A cohort of 1837 patients has been flagged by NHS Digital for the ART study. The ART study has informed patient consent for their entire cohort. The data from the UK patients on date of death and cause of death will contribute towards the analysis of the primary outcome of the ART study which is survival at 10 years. Sensitive and identifiable data (including Date of Death and Cause of Death) will be transferred from NHS Digital to the ART study on a quarterly basis. Data will be stored by the University of Oxford (Nuffield Department of Surgical Sciences). The data will be held electronically in a file that is only accessible by nominated ART study personnel working at the University of Oxford.

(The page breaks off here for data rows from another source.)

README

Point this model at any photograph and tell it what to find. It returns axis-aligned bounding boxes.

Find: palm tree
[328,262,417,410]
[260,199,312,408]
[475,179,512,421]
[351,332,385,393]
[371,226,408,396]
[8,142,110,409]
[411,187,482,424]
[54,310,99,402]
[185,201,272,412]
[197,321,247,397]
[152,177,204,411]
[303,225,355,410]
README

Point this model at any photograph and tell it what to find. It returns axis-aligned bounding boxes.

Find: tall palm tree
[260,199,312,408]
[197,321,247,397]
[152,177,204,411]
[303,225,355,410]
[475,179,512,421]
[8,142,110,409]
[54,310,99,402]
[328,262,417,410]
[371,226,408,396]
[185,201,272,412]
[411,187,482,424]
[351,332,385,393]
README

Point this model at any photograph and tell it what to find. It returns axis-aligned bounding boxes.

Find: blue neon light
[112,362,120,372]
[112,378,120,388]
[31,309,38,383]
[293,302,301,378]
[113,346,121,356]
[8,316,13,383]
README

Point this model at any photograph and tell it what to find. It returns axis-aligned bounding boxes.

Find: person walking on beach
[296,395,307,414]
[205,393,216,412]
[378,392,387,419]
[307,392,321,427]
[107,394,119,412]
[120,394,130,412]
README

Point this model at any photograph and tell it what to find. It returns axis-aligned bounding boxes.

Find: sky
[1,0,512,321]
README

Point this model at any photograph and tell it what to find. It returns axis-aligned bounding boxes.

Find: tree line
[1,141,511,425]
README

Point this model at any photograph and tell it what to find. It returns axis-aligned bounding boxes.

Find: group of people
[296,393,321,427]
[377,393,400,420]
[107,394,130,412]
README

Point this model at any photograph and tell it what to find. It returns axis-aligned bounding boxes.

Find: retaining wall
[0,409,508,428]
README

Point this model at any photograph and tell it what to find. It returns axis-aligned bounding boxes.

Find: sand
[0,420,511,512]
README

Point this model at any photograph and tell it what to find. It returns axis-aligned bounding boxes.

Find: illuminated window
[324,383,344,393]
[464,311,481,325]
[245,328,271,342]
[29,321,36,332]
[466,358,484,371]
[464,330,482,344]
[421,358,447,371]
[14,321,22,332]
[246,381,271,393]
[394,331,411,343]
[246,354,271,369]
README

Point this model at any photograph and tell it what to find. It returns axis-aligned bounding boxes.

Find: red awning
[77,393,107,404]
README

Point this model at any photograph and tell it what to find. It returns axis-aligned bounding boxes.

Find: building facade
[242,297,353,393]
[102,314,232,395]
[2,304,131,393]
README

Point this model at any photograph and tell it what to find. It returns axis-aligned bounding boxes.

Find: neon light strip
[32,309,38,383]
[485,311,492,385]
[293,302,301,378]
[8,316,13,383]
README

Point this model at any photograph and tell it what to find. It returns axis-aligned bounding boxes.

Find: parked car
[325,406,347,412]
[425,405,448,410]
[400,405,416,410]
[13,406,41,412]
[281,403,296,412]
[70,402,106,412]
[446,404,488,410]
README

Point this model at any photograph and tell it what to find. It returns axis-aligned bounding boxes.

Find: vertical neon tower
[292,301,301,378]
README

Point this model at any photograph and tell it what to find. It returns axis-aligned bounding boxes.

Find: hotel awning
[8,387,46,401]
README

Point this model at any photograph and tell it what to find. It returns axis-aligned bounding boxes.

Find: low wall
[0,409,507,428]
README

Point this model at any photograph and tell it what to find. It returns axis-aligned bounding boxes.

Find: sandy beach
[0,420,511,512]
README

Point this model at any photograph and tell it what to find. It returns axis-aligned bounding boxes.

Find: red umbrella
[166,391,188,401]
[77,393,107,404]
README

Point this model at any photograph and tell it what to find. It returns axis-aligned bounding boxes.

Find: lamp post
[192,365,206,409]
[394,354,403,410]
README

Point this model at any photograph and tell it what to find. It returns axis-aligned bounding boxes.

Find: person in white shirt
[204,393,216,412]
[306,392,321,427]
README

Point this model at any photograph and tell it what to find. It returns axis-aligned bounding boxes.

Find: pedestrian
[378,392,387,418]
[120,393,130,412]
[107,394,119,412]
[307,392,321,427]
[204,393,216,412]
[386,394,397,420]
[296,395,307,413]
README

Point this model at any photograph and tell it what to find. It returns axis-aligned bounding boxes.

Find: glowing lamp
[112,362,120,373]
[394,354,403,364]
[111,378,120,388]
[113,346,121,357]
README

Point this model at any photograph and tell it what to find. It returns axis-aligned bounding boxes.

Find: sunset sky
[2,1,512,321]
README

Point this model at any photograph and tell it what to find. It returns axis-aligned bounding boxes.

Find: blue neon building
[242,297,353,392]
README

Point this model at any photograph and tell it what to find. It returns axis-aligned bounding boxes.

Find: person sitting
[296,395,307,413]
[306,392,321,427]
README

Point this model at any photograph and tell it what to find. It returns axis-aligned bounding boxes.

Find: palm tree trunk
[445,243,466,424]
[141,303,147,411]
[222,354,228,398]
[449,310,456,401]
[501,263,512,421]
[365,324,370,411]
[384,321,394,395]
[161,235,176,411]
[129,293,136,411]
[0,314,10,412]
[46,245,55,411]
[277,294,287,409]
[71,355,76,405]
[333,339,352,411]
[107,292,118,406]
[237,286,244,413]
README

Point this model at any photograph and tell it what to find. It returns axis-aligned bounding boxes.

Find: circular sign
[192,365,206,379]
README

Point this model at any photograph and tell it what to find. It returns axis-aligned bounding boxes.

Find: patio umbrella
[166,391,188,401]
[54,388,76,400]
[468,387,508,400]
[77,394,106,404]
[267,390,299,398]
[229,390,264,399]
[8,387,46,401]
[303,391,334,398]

Only authorised ART study personnel at the University of Oxford will have access to the patient ID and patient data from NHS Digital. The data will not be shared with 3rd parties and will only used for the purposes described in this agreement. All ONS terms and conditions described in the special conditions section of this agreement will be adhered to. All organisations party to this agreement must comply with the Data Sharing Framework Contract requirements, including those regarding the use (and purposes of that use) by “Personnel” (as defined within the Data Sharing Framework Contract ie: employees, agents and contractors of the Data Recipient who may have access to that data).

Objectives:

The data supplied by the NHS IC to Royal Brompton Hospital and Harefield Trust will be used only for the approved Medical Research project.